RNA - The remarks were made by Mohammed Ali al-Houthi, the Chairman of the Supreme Revolutionary Committee of Yemen, in an interview with The Guardian published on Friday.
“Britain sending aid does not change the tragic reality of its arms sales. Jeremy Hunt cannot promote peace while at the same time acting as an arms salesman,” al-Houthi said, slamming Hunt for pressing Germany to relax its arms sales ban on Saudi Arabia.
“Mr. Hunt has gone beyond defending British arms sales, by attempting to pressure other European countries, such as Germany, to sell arms,” he added.
Earlier this month, Germany extended a ban on arms exports to Saudi Arabia imposed over the kingdom’s deadly campaign against Yemen and the murder of dissident journalist Jamal Khashoggi.
The decision drew criticism of European partners, including France and Britain, due to the fact that the move has impacted joint defense projects.
Both Hunt and the French government have been lobbying the German coalition to allow the arms sales, but there has been an impasse between the Social Democrats, who oppose the sales, and the Christian Democrats, who back them.
In his Friday interview, al-Houthi blamed the joint British, US, Saudi, and UAE naval forces for the currently “critical” level of famine and the “tragic humanitarian situation” in Yemen.

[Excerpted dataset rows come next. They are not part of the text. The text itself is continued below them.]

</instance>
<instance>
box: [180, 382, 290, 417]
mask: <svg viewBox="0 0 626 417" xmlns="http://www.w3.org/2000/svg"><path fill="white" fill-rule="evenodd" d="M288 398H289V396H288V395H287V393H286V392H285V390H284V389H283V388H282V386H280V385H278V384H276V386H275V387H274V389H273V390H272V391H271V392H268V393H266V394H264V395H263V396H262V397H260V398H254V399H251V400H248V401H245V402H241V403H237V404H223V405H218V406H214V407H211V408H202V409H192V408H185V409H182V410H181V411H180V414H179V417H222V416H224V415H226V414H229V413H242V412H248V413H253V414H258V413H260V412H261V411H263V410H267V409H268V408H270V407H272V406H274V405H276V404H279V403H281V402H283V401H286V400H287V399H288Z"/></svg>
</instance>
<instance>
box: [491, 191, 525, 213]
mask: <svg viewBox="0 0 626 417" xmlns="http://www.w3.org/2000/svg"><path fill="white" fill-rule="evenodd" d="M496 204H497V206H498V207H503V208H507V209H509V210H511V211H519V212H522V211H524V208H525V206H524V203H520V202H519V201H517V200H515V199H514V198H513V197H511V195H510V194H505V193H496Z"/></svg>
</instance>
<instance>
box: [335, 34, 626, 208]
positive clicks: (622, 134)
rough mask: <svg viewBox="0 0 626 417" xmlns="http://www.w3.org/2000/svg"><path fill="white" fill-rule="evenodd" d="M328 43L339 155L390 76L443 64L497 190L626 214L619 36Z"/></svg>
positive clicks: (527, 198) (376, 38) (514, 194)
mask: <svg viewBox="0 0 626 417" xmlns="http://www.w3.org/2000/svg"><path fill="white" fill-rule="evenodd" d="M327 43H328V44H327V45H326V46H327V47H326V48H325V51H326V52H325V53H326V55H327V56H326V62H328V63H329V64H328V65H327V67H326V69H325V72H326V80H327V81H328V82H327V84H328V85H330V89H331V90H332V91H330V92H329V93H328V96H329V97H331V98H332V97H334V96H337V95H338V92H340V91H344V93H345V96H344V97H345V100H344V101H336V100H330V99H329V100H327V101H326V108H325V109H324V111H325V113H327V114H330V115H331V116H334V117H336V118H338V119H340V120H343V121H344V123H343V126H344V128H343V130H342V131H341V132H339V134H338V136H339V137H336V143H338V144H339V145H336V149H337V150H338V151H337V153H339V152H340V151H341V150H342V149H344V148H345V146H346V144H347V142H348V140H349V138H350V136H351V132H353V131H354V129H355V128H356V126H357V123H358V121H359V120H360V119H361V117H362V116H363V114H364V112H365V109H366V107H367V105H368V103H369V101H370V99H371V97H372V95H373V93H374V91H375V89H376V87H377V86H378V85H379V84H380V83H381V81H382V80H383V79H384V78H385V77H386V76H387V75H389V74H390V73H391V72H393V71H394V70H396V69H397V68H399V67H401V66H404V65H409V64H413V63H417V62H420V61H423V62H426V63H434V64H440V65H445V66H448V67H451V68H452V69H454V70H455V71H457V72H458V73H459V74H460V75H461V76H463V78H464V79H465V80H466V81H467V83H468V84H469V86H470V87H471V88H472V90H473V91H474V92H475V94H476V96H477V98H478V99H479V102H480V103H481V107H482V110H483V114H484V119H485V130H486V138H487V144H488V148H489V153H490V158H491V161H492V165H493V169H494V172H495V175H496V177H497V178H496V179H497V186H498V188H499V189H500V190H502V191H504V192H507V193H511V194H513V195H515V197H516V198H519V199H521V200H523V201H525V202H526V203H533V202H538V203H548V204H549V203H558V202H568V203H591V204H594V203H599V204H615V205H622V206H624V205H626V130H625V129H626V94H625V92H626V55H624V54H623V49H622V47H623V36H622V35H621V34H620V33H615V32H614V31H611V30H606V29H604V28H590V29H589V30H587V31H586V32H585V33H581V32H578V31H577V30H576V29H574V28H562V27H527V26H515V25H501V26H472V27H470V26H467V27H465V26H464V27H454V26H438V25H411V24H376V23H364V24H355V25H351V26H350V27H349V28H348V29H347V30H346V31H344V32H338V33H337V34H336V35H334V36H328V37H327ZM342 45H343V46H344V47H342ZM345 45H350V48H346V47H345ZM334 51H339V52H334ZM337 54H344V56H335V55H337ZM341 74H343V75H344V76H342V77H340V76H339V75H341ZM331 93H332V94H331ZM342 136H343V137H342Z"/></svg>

“The Saudi-led coalition, backed by Britain, commits war crimes and does not abide by, as Britain claims, ‘the most stringent guidelines for the export of weapons in the world’,” the Yemeni official said.
“The principles mentioned are solely for political speech and to avoid the legal and moral responsibility concerning the war crimes and humanitarian situation that the British government faces as part of such alliance,” he added.
Back on March 1, Hunt held a rare meeting with chief negotiator for Yemen’s popular Houthi Ansarullah movement Mohammed Abdul-Salam in the Omani capital of Muscat to discuss ongoing peace negotiations related to the Yemeni port city of Hudaydah.
Speaking to Hunt, Abdul-Salam expressed concern about what he described as the Saudi-led coalition’s attempts to introduce new conditions to a follow-up deal to the Stockholm agreement, a deal reached in December between the Ansarullah and the Saudi-backed former regime on a ceasefire in Hudaydah.
Later on March 3, the British top diplomat paid a rare visit to Yemen, where he claimed that Hudaydah “was supposed to be cleared of militia and left under neutral control by the beginning of January.”
The remarks were widely condemned by the Ansarullah movement, whose spokesman said Hunt is distorting the terms of the UN-mediated ceasefire deal reached in Sweden.
Hudaydah, the entry point for most of Yemen’s commercial goods and vital aid, has seen some of the heaviest fighting in the four-year Saudi war.
Saudi Arabia and the UAE launched an offensive against Hudaydah in June 2018, but they have faced strong resistance put up by Yemeni armed forces – led by the Houthis -- and the city’s residents.
The Saudi-led coalition claims that the Houthis are using the port for weapons delivery, an allegation rejected by the fighters.
The UK has licensed over £4.7 billion worth of arms exports, including missiles and fighter jets, to Riyadh since the Saudi regime and its allies launched the war on Yemen in early 2015.